Der Ur-Panda gibt uns eine Lehrstunde in "Einfacher geht’s nicht". Oder darin, was Fiat sich traute, seinen Kunden zuzumuten. Und die? Hoben das Auto prompt auf den Kult-Thron. Solche Nulldiät-Effizienz darf der Neue sich gar nicht mehr erlauben, ganz im Gegenteil: Karg ist out. Schließlich gilt der Panda seit der aktuellen Generation (seit 2003) als Marke in der Marke Fiat, die gepäppelt wird und von allem nur etwas mehr haben soll als der Vorgänger: mehr Kofferraum (225 Liter statt 205 Liter), mehr Chic, mehr Glanz, mehr Technik, mehr Schnickschnack, damit die Kunden bei den Extras so freizügig zuschlagen wie beim lifestyligen 500er. Trotzdem musste der Panda optisch unbedingt der Alte bleiben. Operation gelungen, wie erste Reaktionen auf den Gässchen und Piazze zeigen: Die Italiener erkennen ihn, anerkennendes Nicken ("Ahh, nuova Panda!"). Kein Wunder, zumal sein Designer Roberto Giolito den Namenszug verschwenderisch verteilt hat: auf Radnaben, Heckdeckel, in den (jetzt kürzeren) Rückleuchten und innen in der Prägung der großen Plastikflächen.

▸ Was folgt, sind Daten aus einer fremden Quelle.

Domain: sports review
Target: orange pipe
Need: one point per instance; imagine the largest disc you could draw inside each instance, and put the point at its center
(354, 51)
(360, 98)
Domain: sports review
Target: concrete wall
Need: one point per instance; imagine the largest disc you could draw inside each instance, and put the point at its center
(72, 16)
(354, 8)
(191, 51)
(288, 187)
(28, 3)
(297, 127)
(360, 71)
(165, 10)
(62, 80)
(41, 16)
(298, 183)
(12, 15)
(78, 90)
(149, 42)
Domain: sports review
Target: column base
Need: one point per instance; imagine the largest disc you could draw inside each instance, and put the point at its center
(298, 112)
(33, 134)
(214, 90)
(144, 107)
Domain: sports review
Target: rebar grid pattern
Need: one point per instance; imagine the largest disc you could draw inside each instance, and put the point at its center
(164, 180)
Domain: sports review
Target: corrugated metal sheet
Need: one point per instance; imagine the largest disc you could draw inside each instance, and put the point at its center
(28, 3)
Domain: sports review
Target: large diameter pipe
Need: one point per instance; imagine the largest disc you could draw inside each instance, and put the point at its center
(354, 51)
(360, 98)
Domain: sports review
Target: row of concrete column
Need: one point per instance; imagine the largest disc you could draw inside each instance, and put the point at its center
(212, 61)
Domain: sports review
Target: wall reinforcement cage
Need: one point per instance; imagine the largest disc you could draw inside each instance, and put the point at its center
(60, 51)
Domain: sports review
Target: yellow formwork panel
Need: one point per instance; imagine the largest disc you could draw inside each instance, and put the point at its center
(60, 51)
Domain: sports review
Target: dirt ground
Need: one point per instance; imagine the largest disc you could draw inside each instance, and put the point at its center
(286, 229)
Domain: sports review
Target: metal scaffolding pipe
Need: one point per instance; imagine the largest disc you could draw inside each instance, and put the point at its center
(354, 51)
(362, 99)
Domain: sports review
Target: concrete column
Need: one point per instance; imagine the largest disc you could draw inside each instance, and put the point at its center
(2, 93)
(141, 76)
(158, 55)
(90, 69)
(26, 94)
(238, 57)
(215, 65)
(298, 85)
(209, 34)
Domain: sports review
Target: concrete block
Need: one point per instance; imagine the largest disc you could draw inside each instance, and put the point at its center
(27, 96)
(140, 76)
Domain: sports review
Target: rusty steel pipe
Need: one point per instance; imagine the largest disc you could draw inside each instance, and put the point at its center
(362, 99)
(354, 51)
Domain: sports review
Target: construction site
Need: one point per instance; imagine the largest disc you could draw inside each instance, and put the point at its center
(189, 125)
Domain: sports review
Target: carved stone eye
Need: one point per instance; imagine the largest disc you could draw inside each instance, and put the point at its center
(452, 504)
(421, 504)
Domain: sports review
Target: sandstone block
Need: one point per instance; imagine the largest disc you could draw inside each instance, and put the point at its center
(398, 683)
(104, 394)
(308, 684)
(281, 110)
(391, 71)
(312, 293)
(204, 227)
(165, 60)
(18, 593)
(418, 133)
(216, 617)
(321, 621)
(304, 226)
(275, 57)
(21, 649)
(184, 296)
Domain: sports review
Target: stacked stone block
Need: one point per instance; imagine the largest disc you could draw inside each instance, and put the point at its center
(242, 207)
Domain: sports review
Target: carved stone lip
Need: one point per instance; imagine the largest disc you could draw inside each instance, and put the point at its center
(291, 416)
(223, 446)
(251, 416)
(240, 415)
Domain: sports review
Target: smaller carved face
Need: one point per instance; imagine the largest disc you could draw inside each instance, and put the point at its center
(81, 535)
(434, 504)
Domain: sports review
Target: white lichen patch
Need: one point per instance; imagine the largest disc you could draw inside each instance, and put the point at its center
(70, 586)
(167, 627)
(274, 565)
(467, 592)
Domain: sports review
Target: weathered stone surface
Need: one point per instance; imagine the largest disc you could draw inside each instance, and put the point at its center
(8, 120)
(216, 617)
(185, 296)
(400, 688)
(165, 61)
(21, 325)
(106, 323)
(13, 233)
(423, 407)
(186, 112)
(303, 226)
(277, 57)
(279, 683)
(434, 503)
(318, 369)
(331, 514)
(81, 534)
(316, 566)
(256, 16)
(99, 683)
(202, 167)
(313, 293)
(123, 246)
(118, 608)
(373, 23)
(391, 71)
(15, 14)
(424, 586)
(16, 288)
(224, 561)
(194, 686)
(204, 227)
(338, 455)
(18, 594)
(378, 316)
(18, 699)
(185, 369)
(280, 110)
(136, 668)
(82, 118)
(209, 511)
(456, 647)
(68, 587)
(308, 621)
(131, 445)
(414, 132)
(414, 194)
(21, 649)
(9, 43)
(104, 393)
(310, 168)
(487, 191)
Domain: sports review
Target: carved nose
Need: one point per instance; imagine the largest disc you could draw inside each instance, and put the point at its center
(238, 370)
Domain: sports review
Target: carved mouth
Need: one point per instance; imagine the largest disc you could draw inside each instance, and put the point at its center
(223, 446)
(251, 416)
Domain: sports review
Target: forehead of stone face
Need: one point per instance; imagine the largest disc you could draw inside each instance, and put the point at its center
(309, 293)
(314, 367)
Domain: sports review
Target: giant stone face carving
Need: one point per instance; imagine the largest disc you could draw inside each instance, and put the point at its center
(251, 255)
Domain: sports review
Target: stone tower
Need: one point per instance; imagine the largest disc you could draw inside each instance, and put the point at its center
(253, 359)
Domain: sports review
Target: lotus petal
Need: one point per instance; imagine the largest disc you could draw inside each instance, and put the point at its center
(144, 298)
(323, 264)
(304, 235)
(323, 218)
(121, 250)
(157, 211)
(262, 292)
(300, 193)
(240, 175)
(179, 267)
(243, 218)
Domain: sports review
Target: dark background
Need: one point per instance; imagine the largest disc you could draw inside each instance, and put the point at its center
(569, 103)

Dem Kleinen mag manches fehlen, nur keine stolzgeschwellte Brust! So trägt der Panda nun wie selbstverständlich Blenden, die glänzen wie Klavierlack, Tasten für die aufpreispflichtige Spracherkennung oder ein TomTom-Navi, das oben in der Mittelkonsole eingepflanzt wird. Die neuen Sitze haben bunte Muster, für langes Gerät legt sich sogar die Beifahrerlehne flach. Was für ein Fortschritt seit der abgewetzten Wachstuch-Optik aus dem Urmodell. "Nuova" mag der Panda ja sein, "gigante" aber immer noch nicht, trotz der vier Zentimeter breiteren Achsen (vom 500er). Den Raumgewinn zehrt der dickere Seitenaufprallschutz wieder auf. So verlangt der Fiat weiter ungeniert Verzicht, wenn wintertags die statisch aufgeladenen Wollmäntel im Schulterkontakt knistern. Nach oben lässt sein hohes Dach ja genug Luft.

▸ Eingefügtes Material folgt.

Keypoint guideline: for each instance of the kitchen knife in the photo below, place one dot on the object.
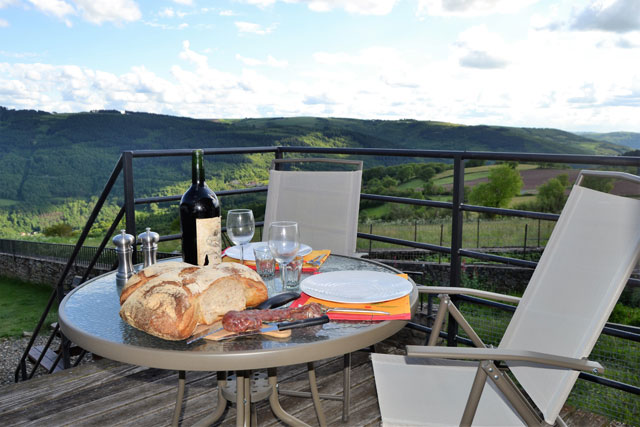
(283, 326)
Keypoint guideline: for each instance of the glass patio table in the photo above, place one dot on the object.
(89, 316)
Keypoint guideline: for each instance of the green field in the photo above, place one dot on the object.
(21, 305)
(476, 233)
(470, 174)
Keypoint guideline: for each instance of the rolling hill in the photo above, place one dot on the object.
(49, 158)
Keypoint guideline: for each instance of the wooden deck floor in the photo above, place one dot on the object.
(111, 393)
(107, 393)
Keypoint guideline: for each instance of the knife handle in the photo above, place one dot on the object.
(278, 300)
(303, 323)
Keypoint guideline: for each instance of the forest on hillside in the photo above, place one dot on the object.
(54, 166)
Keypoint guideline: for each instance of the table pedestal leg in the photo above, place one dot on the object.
(275, 403)
(313, 385)
(222, 403)
(178, 408)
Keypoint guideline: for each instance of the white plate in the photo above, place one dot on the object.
(356, 287)
(234, 251)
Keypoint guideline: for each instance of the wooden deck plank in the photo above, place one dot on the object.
(82, 397)
(113, 397)
(52, 387)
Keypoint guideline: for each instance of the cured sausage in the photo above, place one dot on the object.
(249, 320)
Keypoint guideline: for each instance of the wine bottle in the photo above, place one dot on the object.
(200, 218)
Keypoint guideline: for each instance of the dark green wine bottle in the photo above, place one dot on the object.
(200, 218)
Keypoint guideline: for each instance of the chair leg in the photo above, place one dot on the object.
(346, 387)
(179, 398)
(474, 396)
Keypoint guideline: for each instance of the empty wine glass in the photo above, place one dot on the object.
(240, 228)
(284, 242)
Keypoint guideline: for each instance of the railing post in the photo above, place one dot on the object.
(129, 206)
(456, 241)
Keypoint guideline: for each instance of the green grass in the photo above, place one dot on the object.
(483, 233)
(413, 184)
(21, 305)
(478, 172)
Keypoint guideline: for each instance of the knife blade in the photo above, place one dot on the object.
(200, 335)
(282, 326)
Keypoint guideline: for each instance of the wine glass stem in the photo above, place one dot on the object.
(283, 267)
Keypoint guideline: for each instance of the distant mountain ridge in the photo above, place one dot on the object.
(48, 157)
(630, 139)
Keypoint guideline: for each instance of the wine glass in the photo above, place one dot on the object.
(240, 228)
(284, 242)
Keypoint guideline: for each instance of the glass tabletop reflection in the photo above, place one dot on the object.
(89, 316)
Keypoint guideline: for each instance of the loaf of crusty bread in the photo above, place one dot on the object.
(169, 299)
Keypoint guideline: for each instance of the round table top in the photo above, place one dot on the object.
(89, 316)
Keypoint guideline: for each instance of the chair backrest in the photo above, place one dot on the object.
(324, 203)
(589, 257)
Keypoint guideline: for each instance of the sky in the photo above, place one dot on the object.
(566, 64)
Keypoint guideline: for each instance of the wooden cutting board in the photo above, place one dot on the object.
(222, 333)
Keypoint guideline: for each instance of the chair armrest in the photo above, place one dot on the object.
(467, 291)
(502, 354)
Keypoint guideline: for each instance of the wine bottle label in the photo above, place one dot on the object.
(208, 240)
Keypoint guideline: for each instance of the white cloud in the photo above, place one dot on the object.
(252, 28)
(58, 8)
(94, 11)
(619, 16)
(470, 7)
(574, 80)
(270, 61)
(260, 3)
(167, 12)
(116, 11)
(195, 58)
(363, 7)
(480, 48)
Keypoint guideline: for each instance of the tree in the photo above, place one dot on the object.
(598, 183)
(61, 229)
(504, 183)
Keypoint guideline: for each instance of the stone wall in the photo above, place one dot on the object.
(40, 270)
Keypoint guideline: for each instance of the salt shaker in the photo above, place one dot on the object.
(124, 250)
(149, 241)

Technisch lässt der Neuling seinen Urahnen uralt aussehen. Die Zweizylinder, dazu eine Erdgasversion und der 75-PS-Diesel sollen in der sparsamsten Form unter 100 Gramm CO2 pro Kilometer ausstoßen – mithilfe moderner Spargimmicks wie Start-Stopp-System, der Taste "Eco Mode" oder einer Lichtmaschine, die sich selbstständig abschaltet, wenn sie nicht gebraucht wird. Was finden wir dagegen im Motorraum des ersten Panda? Nicht nur das Reserverad, sondern auch einen XXL-Wagenheber, der selbst einen Iveco-Lastwagen liften könnte. Und trotz des ganzen modernen Zeugs – oder gerade deswegen – hat es Roberto Giolito gejuckt, ein Stück vom alten in den neuen Panda zu übertragen. Vorm Beifahrer gähnt wieder eine tiefe Ablagehöhle, in der künftig vom Lippenstift bis zum Karamellbonbon alles mögliche rappeln und verschwinden wird. Da rumort er noch, der Geist des alten Panda.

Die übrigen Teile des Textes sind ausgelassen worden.